Summary of this article
• Kerala High Court expands 'children' definition to include daughter-in-law, allowing mother-in-law to live in shared house
• It references prior judgements on property rights of senior citizens and rejected daughter-in-law's writ petition
The Kerala High Court allowed the mother-in-law to reside in the shared house with her daughter-in-law. The single judge bench of Viju Abraham, J., rejected the writ petition filed by the daughter-in-law, who challenged the Maintenance Tribunal's order in this regard. The Tribunal passed the order allowing the mother-in-law to live on the first floor of the shared house's building. Notably, the judge, while giving the judgment, expanded the definition of 'children' under the Maintenance and Welfare of Parents and Senior Citizens Act, 2007, and included daughter-in-law in the definition and rejected her petition against the Tribunal's order allowing mother-in-law to live in the same house.
Case Brief
The daughter-in-law filed a complaint under Section 18 of the Protection of Women from Domestic Violence Act, 2005, to the Judicial Magistrate First-Class (JFMC). The Magistrate passed an order in 2021, restraining the mother-in-law and others from causing disturbances to the peaceful living of the daughter-in-law and her children, who reside in the shared house. The property in question originally belonged to the mother-in-law, who transferred it to her son. Her (daughter-in-law) complaint was that her husband did not treat her and her minor children well, and she (daughter-in-law) was living on the ground floor of the shared house with her parents and relatives.
In response to it, the mother-in-law approached the Tribunal, under the provisions of the Senior Citizens Act, granted the right to live on the first floor in the same property. At the same time, it directed the daughter-in-law to cause issues, including physical or mental torture to the mother-in-law.

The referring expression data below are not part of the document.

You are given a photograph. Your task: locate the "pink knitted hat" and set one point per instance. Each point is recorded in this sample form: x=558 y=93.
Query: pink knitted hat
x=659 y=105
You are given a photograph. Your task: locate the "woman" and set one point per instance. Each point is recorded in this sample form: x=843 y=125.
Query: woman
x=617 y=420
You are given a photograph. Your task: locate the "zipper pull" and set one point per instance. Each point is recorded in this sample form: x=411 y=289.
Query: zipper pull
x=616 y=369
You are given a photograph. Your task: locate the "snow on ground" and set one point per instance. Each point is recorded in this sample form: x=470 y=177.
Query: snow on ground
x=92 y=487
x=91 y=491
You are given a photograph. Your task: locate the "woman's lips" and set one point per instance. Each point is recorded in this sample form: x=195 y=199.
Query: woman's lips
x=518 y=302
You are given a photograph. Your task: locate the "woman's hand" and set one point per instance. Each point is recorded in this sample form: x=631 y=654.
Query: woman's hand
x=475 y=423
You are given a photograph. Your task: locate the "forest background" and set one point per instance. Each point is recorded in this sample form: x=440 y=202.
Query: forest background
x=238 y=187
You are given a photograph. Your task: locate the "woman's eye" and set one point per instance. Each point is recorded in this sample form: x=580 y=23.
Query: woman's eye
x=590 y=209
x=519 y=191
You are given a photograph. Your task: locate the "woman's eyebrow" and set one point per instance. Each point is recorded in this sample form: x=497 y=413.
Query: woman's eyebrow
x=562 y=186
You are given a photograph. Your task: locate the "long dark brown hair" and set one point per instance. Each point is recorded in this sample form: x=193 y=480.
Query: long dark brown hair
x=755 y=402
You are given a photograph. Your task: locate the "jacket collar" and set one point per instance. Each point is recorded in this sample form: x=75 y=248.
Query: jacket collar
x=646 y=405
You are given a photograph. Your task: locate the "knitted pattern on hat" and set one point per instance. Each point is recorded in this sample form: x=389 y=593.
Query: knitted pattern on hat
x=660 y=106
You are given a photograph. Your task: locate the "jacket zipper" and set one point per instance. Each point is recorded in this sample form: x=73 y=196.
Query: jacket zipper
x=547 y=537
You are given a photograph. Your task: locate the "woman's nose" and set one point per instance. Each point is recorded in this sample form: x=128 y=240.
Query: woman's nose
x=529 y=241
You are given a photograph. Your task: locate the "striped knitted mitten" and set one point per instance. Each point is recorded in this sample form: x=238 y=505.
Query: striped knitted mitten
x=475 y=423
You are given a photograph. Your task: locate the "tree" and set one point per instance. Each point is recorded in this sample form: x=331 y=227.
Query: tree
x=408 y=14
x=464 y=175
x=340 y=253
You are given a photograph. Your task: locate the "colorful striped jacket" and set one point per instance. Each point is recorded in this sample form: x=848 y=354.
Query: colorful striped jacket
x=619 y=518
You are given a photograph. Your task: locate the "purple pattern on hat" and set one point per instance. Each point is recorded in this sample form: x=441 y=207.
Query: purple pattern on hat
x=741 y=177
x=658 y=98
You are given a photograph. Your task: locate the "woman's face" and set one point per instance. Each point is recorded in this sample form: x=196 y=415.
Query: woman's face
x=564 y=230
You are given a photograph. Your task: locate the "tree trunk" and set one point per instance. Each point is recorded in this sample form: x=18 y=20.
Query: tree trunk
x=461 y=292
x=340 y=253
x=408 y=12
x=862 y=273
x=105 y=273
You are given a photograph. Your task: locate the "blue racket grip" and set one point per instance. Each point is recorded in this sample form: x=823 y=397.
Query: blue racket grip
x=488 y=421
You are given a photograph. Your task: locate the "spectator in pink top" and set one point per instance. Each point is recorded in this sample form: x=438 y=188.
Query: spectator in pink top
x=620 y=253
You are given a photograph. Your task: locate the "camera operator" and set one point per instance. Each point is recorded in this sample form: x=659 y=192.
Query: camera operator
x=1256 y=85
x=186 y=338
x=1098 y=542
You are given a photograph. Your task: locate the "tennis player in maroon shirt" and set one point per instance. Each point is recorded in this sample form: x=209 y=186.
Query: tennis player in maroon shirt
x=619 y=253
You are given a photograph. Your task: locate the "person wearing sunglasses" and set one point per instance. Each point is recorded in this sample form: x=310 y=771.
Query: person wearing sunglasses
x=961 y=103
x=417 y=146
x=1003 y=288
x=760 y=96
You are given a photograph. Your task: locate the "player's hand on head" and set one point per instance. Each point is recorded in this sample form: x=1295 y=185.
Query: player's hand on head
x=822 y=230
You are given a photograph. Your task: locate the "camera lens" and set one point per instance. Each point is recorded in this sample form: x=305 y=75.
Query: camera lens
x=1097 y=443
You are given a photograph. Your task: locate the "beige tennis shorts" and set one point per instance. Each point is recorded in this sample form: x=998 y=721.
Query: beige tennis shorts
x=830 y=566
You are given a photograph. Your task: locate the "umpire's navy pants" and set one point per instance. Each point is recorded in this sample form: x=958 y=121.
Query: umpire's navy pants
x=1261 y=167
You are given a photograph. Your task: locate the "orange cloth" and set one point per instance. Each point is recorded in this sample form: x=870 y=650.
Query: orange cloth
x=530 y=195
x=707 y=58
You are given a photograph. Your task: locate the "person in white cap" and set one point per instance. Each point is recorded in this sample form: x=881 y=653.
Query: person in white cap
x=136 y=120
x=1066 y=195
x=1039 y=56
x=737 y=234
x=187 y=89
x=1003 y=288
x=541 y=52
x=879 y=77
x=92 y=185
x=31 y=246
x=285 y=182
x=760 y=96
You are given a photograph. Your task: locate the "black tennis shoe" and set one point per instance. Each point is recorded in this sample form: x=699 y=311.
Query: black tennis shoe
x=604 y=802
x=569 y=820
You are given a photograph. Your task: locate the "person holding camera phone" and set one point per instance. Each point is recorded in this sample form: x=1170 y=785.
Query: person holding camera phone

Then, the petitioner (daughter-in-law) filed a writ petition before the Kerala High Court.
Arguments
The petitioner's counsel argued that the right of the petitioner "to secure a residence or in respect of a shared household cannot be defeated by securing an order of eviction by adopting the summary procedure under the Senior Citizens Act, 2007." The counsel argued that there is a chance of threats and harassment, and thus, the writ petition should be allowed.
The respondent's argument was that they don't have any other property to live in, and the property originally belonged to them.
Court Observation
The court referred to judgements of the previous cases of the same nature. It also observed that the property in this case originally belonged to the mother-in-law, who transferred it to her son through a gift deed, and later cancelled the gift deed.
The court, referring to the previous judgements, clarified that "by any order passed under the Senior Citizens Act, 2007, any benefit obtained by an applicant as per the provisions of the Domestic Violence Act, 2005 cannot be precluded."
For the other argument of the petitioner that the maintenance application can be filed only against the children, and the daughter-in-law is not included in the definition of 'children' under the Senior Citizens Act, the court referred to the earlier judgments.
It is explained as "if there is a doubt as to whether a person is included in the definition of "children" or "relative" in the Senior Citizens Act, 2007, the Court has to take the aid of tools like purposive interpretation and casus omissus to achieve the intended purpose of the enactment."
Who are defined as children and relatives under the Senior Citizen Act?
Sections 2(a) and 2(g) define the words 'children' and 'relative' as:
• 2(a) "children" includes son, daughter, grandson, and granddaughter, but does not include a minor”
• 2(g) "relative" means any legal heir of the childless senior citizen who is not a minor and is in possession of or would inherit his property after his death”
Court Judgement
The court held that the mother-in-law cannot be prevented from staying in the property because of the doubts of causing harassment to the daughter-in-law. However, the court said that if the daughter-in-law finds it difficult to live in the same place in any specific case, she can approach the Court and seek a remedy under Section 19(f) of the DV Act.
The court dismissed the petition and held the Tribunal's order intact.